Controle de desmatamento, queimadas e outras formas de emissão de gás carbônico reduz impactos
Um salto no futuro mostra um cenário preocupante no Ceará: mais dias de seca no interior, enchentes no litoral e até a extinção de espécies marinhas devido às mudanças climáticas. Por isso, cientistas alertam para o controle das emissões de carbono como forma de evitar eventos extremos até o final do século, mas que já se desenham no presente.

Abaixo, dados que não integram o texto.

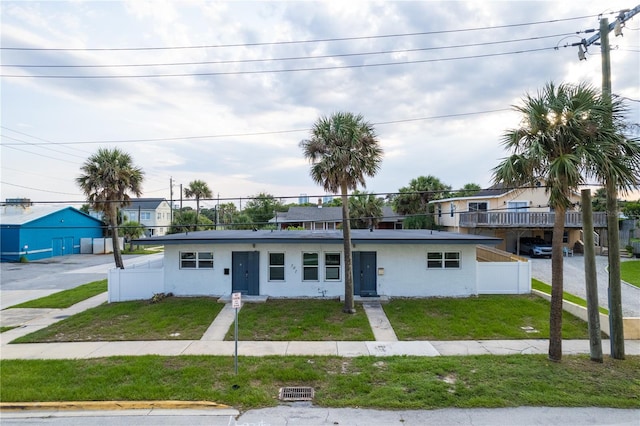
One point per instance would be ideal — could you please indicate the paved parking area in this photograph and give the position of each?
(574, 281)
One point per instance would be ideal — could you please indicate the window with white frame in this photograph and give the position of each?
(332, 266)
(443, 260)
(196, 260)
(309, 266)
(276, 266)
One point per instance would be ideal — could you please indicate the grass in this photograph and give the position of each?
(546, 288)
(477, 318)
(64, 299)
(372, 382)
(171, 319)
(308, 320)
(630, 272)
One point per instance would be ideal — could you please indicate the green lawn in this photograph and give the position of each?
(477, 318)
(373, 382)
(309, 319)
(172, 318)
(630, 272)
(64, 299)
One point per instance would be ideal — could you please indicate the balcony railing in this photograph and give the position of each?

Modelos matemáticos para a região do Nordeste apontam o aumento de 100 dias sem chuva, que acontecem desde 1901, para 140 dias de seca em 2100. Além disso, a temperatura pode subir mais de 4ºC e causar a extinção de corais, por exemplo, no Ceará.

O problema global se apresenta no Estado dessa forma: 42% das emissões de gases de efeito estufa estão relacionadas à energia, como transporte, geração elétrica e industrial. Outra parcela, 27%, fica com a agropecuária e 15% com resíduos sólidos e efluentes.

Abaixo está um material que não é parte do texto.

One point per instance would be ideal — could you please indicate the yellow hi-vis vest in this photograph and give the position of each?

Os dados todos desta matéria são usados para debater o tema Mudanças Climáticas no Ceará e estão nos seguintes artigos: 
As mudanças de uso da terra e florestas, como o desmatamento, correspondem a 12% da emissão dos gases prejudiciais e 4% são dos processos industriais, como mineração
Os dados são de pesquisas científicas produzidas no Ceará e publicadas em revistas internacionais, além da plataforma do Sistema de Estimativas de Emissões e Remoções de Gases de Efeito Estufa (Seed), que produz estimativas dos poluentes.

“Ao longo de décadas nós tivemos uma regularidade, os próprios profetas do sertão indicavam quando começa e termina chover. O que a mudança climática faz é desregular o sistema”, resume Marcelo Soares, professor do Instituto de Ciência do Mar (Labomar), da Universidade Federal do Ceará (UFC).
As emissões podem prejudicar até a produção de alimentos, como aponta Marcelo, que também é pesquisador no programa Cientista-Chefe de Meio Ambiente da Fundação Cearense de Apoio ao Desenvolvimento Científico e Tecnológico (Funcap) e Secretaria do Meio Ambiente do Ceará (Sema).
tema mudança climática é debatido na 27ª Conferência Internacional da ONU, a COP 27, que acontece no Egito
Tarin Frota Mont’Alverne, professora de Direito Internacional do Meio Ambiente na UFC e Cientista do Clima da Sema/Funcap, participa da COP 27 e aponta a necessidade de uma transformação sustentável sistêmica por meio de políticas públicas.

“Que aproveitem a oportunidade para melhorar significativamente o bem-estar da sociedade cearense e do próprio planeta. E o estado já está protagonizando essa agenda com o Hidrogênio Verde e a energia eólica offshore”, detalha.